Kellyanne Conway and New Day co-anchor Chris Como discussed the motivation behind President Trump's decision to fire former FBI Director James Comey.
"The idea that you think that this was about Russia and not about a FBI director who just yesterday forced his bureau to correct sworn testimony to the Senate judiciary committee, where he said Huma Abedin had this practice, she had forwarded quote 'hundreds of thousands of emails,'" Conway said, although Comey actually incorrectly testified that Abedin "forwarded hundreds and thousands."
Cuomo insisted Trump let Comey go because he falsely testified about one of Democratic presidential nominee Hillary Clinton's top aides.

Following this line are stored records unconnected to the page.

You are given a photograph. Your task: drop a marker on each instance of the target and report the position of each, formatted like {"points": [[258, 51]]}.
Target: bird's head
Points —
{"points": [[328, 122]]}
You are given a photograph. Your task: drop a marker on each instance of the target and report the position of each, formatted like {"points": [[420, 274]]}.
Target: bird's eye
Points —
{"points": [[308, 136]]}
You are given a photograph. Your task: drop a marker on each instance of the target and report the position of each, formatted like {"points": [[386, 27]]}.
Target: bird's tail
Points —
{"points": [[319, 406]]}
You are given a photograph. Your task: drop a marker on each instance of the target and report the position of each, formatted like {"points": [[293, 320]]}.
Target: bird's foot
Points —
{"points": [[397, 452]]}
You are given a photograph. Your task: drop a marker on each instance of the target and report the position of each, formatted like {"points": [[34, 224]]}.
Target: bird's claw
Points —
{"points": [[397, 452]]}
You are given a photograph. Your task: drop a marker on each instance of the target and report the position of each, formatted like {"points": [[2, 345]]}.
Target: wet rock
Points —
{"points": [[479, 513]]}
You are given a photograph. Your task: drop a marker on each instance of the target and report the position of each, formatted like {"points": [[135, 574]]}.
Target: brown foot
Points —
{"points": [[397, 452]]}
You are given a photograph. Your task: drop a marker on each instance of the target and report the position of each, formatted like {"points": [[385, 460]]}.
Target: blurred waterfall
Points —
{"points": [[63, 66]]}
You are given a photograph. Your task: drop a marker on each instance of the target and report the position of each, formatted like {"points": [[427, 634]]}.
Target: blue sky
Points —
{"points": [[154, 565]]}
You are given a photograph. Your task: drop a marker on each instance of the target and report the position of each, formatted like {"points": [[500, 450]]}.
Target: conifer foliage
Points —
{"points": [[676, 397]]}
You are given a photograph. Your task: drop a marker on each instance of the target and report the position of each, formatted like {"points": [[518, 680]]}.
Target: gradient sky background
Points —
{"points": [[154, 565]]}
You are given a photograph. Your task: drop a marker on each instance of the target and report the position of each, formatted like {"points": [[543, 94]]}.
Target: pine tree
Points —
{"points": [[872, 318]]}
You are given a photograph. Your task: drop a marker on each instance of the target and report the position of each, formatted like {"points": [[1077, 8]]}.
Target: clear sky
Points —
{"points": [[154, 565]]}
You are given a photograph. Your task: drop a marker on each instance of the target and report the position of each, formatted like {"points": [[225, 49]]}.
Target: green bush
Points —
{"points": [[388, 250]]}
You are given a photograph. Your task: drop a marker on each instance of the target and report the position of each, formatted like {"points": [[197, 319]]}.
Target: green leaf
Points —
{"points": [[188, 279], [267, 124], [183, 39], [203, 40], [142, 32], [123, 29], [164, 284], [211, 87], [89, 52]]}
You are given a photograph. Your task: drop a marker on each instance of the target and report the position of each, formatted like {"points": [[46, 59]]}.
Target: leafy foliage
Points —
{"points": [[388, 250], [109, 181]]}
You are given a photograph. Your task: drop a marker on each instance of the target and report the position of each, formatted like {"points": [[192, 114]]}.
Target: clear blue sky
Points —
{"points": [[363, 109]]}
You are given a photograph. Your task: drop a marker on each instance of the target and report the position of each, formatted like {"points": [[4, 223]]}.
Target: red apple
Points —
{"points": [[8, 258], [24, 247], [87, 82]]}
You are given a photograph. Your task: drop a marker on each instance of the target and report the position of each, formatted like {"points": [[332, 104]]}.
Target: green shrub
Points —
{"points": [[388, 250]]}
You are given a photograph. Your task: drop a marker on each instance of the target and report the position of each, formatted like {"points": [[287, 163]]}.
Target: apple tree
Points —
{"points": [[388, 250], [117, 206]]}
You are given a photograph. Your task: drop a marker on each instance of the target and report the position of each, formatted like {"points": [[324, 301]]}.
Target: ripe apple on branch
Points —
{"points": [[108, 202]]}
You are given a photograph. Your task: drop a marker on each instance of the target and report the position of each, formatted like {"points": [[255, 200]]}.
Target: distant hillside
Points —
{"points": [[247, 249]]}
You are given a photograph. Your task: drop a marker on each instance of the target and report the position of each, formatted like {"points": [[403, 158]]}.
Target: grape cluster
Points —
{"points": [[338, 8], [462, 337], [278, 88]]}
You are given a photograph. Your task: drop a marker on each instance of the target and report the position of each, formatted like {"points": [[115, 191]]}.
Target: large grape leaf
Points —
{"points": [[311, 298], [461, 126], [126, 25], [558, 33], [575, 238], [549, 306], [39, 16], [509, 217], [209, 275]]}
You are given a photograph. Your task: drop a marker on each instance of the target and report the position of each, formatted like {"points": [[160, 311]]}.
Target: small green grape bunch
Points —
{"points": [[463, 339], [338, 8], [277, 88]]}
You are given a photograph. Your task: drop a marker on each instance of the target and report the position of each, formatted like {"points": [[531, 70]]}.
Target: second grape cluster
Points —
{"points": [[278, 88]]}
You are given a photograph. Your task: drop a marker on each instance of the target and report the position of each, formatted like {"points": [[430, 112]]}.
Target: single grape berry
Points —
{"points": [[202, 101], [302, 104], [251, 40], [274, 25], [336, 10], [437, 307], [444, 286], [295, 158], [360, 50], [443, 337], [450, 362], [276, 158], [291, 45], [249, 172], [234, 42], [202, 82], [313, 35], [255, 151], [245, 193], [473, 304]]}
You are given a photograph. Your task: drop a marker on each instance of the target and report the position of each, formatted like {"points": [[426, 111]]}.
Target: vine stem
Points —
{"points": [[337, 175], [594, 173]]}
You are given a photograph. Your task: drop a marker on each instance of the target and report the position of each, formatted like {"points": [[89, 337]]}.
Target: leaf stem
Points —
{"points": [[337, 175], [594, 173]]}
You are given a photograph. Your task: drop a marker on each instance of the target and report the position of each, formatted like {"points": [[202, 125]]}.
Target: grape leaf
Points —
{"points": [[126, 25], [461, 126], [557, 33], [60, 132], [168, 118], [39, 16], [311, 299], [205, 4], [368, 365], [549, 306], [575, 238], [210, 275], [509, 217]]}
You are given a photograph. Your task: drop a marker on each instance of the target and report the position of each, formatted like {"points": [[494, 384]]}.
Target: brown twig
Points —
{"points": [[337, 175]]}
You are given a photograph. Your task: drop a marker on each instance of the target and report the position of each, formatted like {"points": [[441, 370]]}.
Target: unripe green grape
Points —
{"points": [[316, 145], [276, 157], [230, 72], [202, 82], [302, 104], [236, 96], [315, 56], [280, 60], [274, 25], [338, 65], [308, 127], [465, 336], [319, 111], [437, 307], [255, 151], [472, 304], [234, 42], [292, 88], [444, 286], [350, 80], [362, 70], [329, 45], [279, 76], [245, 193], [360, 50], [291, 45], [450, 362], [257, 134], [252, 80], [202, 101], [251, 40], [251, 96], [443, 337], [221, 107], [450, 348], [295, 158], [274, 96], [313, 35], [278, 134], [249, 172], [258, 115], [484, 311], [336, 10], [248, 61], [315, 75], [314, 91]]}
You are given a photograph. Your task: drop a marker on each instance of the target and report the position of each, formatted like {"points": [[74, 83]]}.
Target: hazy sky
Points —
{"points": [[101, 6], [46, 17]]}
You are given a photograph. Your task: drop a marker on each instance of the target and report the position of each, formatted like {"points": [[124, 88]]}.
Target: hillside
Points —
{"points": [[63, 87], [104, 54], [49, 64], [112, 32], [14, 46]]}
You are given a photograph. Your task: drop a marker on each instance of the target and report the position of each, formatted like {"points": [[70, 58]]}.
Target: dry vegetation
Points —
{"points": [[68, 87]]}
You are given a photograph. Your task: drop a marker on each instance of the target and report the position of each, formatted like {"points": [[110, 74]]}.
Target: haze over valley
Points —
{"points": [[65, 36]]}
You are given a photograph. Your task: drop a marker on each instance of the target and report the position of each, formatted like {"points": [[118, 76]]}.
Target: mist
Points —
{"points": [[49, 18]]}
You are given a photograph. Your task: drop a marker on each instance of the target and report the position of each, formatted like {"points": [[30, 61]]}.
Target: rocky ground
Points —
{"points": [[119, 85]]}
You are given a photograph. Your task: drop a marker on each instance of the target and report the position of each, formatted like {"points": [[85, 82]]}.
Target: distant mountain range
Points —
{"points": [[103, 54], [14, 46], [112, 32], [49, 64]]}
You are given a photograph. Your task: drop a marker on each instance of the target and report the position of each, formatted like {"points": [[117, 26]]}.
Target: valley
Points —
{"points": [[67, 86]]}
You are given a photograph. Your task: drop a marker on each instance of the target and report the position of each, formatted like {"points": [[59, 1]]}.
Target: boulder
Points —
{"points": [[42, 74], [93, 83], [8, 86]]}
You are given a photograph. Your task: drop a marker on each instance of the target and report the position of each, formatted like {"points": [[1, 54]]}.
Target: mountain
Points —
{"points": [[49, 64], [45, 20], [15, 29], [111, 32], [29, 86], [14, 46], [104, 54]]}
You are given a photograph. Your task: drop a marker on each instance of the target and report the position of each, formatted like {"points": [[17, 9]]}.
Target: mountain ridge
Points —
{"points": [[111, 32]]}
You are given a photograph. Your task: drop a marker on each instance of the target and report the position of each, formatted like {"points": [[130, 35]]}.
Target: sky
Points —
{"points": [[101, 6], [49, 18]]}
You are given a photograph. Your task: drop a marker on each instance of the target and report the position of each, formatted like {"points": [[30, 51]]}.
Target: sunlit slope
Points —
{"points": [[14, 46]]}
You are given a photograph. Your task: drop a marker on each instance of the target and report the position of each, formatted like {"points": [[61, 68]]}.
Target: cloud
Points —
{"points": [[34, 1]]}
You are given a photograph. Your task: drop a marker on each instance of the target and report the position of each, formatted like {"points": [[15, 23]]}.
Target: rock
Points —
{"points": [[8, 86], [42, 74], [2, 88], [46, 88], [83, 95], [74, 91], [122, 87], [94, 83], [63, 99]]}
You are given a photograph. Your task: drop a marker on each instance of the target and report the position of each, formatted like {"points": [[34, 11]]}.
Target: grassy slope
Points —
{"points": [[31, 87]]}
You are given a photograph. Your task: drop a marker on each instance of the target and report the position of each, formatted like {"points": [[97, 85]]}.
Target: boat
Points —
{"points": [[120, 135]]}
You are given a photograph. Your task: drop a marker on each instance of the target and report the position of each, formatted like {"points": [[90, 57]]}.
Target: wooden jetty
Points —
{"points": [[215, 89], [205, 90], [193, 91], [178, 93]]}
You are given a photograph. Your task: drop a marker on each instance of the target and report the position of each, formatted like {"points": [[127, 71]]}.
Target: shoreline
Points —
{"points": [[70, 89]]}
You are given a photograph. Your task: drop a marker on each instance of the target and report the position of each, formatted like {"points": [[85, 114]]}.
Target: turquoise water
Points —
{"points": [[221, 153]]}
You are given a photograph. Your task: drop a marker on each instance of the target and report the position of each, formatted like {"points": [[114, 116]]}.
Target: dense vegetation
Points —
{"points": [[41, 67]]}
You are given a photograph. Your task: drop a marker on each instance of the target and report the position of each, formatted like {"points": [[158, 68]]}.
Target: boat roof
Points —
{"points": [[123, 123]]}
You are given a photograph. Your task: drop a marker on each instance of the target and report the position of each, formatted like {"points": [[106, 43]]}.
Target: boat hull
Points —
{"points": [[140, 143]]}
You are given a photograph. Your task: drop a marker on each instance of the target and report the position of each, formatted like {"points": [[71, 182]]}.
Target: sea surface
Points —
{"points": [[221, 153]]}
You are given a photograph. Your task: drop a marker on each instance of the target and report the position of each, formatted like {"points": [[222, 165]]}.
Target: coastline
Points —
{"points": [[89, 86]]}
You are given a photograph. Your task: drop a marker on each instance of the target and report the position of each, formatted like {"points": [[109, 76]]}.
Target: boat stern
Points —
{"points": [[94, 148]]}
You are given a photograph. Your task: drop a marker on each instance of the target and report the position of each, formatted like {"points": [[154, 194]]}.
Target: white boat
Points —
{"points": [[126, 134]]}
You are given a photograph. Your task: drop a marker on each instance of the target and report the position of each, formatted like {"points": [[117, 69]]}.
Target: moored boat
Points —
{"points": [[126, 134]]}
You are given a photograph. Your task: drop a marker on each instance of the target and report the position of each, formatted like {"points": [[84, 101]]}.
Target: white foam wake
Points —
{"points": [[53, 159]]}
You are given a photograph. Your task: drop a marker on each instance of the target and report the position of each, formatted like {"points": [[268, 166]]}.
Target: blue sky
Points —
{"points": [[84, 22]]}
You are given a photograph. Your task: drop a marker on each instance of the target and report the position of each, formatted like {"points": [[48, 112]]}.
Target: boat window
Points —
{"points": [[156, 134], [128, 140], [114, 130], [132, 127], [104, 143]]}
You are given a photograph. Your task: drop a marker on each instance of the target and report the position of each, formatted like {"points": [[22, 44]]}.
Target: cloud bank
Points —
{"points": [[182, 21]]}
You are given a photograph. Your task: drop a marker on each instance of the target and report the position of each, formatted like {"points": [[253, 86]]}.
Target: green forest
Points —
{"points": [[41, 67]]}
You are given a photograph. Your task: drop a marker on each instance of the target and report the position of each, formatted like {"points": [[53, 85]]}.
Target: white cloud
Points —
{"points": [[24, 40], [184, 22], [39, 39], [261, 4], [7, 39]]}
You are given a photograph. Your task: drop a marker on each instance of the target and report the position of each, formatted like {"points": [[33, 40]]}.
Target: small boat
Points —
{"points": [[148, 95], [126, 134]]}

"So President Trump was so upset that he fired him."
Kellyanne Conway insisted that President Trump's decision was significantly shaped by Deputy Attorney General Rod Rosenstein's recommendation to terminate Comey.
"The President took the advice of the deputy attorney general, who oversees the director of the FBI, and brought those concerns to the attorney general, who brought them to the President. And they made a decision to remove him."After Comey was fired, Sean Spicer, the White House press secretary, released a statement saying President Trump acted based on "clear recommendations" from Rod Rosenstein and Jeff Sessions. When speaking to reporters on Capitol Hill, Vice President Mike Pence said the firing was "the President's decision to accept the recommendation of the Deputy Attorney General and the Attorney General." Conway wouldn't verify or deny the report that suggested more people in the White House would be fired. Conway said that it proved her point about the kind of coverage the administration gets and "the quest to go viral," especially "when there's nothing else to say," according to the Washington Post.
"The President has put together a team and everybody works very hard there. And he knows it... But he is the ultimate decision-maker and the fact is these palace intrigue and personnel stories make my point and make the president's point about the type of coverage he gets and it makes my point completely."Conway began to ask what was being covered in the story.
"What are you actually covering? Are you covering who's up and who's down in the West Wing, which, of course, you would know nothing about, or are you covering what impacts Americans."